Published online May 9, 2022. doi: 10.5492/wjccm.v11.i3.149
Peer-review started: November 22, 2021
First decision: January 12, 2022
Revised: January 20, 2022
Accepted: March 16, 2022
Article in press: March 16, 2022
Published online: May 9, 2022
Processing time: 165 Days and 15.4 Hours
Critically ill patients are at risk of developing stress cardiomyopathy (SC) but can be under-recognized.
To describe a case series of patients with SC admitted to critical care units.
We conducted a retrospective observational study at a tertiary care teaching hospital. All adult (≥ 18 years old) patients admitted to the critical care units with stress cardiomyopathy over 5 years were included.
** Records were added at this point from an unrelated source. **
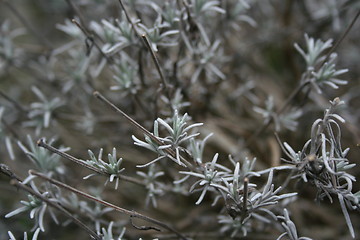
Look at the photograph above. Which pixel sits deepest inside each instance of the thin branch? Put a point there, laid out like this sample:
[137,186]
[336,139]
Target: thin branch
[12,101]
[245,198]
[156,62]
[115,207]
[345,33]
[128,18]
[90,38]
[141,128]
[42,143]
[25,22]
[281,110]
[7,171]
[148,46]
[76,11]
[15,180]
[18,184]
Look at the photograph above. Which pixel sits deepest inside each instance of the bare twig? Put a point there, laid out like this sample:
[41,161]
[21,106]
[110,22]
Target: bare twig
[91,38]
[245,197]
[13,102]
[281,110]
[115,207]
[156,62]
[345,33]
[16,181]
[25,22]
[77,12]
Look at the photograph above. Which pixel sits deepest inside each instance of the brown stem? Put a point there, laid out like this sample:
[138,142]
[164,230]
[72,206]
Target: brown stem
[131,213]
[25,22]
[245,197]
[281,110]
[15,180]
[345,33]
[156,62]
[42,143]
[56,206]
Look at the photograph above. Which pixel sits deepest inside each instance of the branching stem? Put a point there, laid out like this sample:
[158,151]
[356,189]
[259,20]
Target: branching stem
[131,213]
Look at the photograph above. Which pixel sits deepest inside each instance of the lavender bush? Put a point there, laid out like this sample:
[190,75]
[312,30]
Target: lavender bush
[179,119]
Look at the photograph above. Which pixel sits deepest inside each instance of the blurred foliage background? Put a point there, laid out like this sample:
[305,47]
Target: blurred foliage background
[256,57]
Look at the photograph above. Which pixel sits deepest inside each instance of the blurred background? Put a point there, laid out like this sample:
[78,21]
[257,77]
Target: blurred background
[45,58]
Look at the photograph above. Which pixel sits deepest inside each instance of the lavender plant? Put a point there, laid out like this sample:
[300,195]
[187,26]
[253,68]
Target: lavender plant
[193,71]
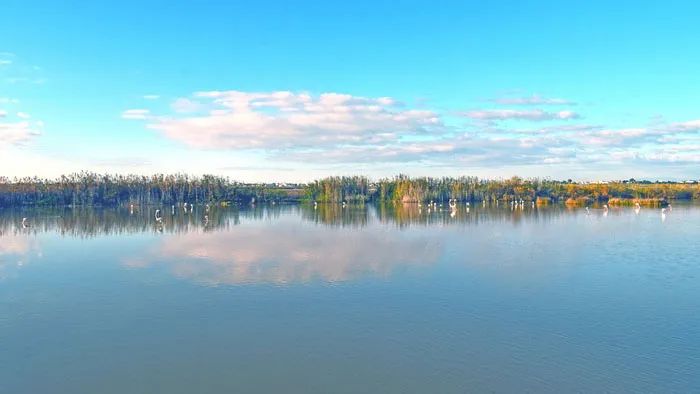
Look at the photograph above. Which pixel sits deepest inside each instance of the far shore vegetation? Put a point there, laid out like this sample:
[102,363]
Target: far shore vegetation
[89,189]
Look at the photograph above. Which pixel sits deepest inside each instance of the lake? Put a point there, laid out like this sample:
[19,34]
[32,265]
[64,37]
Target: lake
[357,299]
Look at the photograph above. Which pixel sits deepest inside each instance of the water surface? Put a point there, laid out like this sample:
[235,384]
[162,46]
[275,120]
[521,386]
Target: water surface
[391,299]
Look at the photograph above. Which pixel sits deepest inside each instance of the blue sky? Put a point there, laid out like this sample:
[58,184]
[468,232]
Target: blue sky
[291,91]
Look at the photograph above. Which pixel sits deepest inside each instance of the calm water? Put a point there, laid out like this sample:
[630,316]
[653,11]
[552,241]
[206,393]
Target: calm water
[355,300]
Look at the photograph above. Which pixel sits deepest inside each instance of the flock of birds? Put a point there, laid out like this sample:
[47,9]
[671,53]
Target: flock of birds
[431,207]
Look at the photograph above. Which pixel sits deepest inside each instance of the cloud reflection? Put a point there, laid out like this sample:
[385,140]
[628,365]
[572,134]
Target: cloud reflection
[288,254]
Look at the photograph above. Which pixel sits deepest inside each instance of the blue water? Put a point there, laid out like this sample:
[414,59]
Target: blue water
[384,299]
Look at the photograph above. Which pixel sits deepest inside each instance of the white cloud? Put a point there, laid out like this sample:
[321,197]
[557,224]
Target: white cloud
[511,114]
[533,100]
[17,133]
[341,131]
[279,120]
[136,114]
[186,106]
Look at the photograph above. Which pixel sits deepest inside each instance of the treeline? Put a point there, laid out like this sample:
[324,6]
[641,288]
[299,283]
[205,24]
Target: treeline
[414,190]
[89,189]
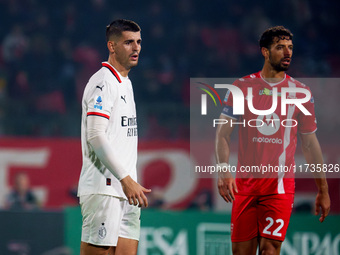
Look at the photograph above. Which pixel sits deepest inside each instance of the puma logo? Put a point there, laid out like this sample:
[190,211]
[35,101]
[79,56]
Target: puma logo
[123,98]
[101,88]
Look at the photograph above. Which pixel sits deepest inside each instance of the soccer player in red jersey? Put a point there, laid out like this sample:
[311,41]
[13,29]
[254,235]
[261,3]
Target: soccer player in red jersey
[262,202]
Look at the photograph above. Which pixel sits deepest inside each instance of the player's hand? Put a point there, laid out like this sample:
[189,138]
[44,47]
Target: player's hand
[322,201]
[134,192]
[227,186]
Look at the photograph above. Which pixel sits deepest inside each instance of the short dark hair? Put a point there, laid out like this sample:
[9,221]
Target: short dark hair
[116,27]
[267,38]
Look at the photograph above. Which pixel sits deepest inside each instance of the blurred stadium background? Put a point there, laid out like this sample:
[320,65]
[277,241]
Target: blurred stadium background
[49,49]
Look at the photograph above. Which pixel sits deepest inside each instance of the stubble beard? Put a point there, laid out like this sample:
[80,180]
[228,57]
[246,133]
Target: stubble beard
[277,66]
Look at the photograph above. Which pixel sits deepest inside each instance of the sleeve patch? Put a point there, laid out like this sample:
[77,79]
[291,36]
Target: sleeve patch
[98,103]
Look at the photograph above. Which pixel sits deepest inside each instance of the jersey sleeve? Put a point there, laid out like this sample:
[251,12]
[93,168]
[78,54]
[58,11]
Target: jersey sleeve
[100,100]
[228,105]
[307,123]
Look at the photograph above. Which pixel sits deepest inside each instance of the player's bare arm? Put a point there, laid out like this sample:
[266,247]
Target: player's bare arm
[134,192]
[226,182]
[312,151]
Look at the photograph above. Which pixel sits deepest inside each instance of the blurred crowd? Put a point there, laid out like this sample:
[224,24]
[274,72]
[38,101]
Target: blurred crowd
[49,49]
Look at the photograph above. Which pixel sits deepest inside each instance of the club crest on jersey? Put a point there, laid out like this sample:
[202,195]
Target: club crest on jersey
[99,103]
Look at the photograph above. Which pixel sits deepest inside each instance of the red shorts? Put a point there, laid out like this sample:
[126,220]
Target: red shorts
[266,216]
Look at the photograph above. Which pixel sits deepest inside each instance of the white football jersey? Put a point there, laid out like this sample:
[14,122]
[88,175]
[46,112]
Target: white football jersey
[109,95]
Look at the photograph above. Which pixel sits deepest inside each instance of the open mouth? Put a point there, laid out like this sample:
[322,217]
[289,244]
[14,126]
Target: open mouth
[134,57]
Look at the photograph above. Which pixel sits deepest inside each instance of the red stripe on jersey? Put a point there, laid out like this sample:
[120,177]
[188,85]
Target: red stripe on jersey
[98,114]
[113,71]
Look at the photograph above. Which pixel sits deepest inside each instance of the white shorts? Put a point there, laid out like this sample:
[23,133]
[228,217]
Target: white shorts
[105,218]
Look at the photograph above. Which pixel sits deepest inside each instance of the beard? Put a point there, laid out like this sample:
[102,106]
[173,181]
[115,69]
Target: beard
[278,66]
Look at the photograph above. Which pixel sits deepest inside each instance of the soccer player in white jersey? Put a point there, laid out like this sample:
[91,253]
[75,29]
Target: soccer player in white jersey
[262,206]
[110,197]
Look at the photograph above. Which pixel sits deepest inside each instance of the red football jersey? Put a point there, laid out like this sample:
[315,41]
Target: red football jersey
[267,143]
Of 24279 admissions to the critical care units [19139 to medical-surgical intensive care units (MSICUs) and 5140 in coronary care units (CCUs)], 109 patients with SC were identified. Sixty (55%) were admitted to the coronary care units (CCUs) and forty-nine (45%) to the medical-surgical units (MSICUs). The overall incidence of SC was 0.44%, incidence in CCU and MSICU was 1.16% and 0.25% respectively. Sixty-two (57%) had confirmed SC and underwent cardiac catheterization whereas 47 (43%) had clinical SC, and did not undergo cardiac catheterization. Forty-three (72%) patients in the CCUs were diagnosed with primary SC, whereas all (100%) patients in MSICUs developed secondary SC. Acute respiratory failure that required invasive mechanical ventilation and shock developed in twenty-nine (59%) MSICU patients. There were no statistically significant differences in intensive care unit (ICU) mortality, in-hospital mortality, use of inotropic or mechanical circulatory support based on type of unit or anatomical variant.
Stress cardiomyopathy can be under-recognized in the critical care setting. Intensivists should have a high index of suspicion for SC in patients who develop sudden or worsening unexplained hemodynamic instability, arrhythmias or respiratory failure in ICU.
Core Tip: In our retrospective study, we found that stress cardiomyopathy (SC) is often under-recognized in the critical care setting. Primary SC is commonly seen in the coronary care units and the secondary form predominates in the medical-surgical intensive care unit setting. Presentation of secondary SC is often atypical and the majority of patients have simultaneous acute respiratory failure and sepsis. High index of clinical suspicion for SC is needed in patients who develop sudden or worsening unexplained hemodynamic instability, arrhythmias or respiratory failure. Cardiac catheterization may not be always feasible to confirm the diagnosis. Routine utilization of point of care ultrasound on all intensive care unit patients will help identify more cases. The outcomes of these patients are excellent as majority of them show reversibility of cardiac function on follow up imaging.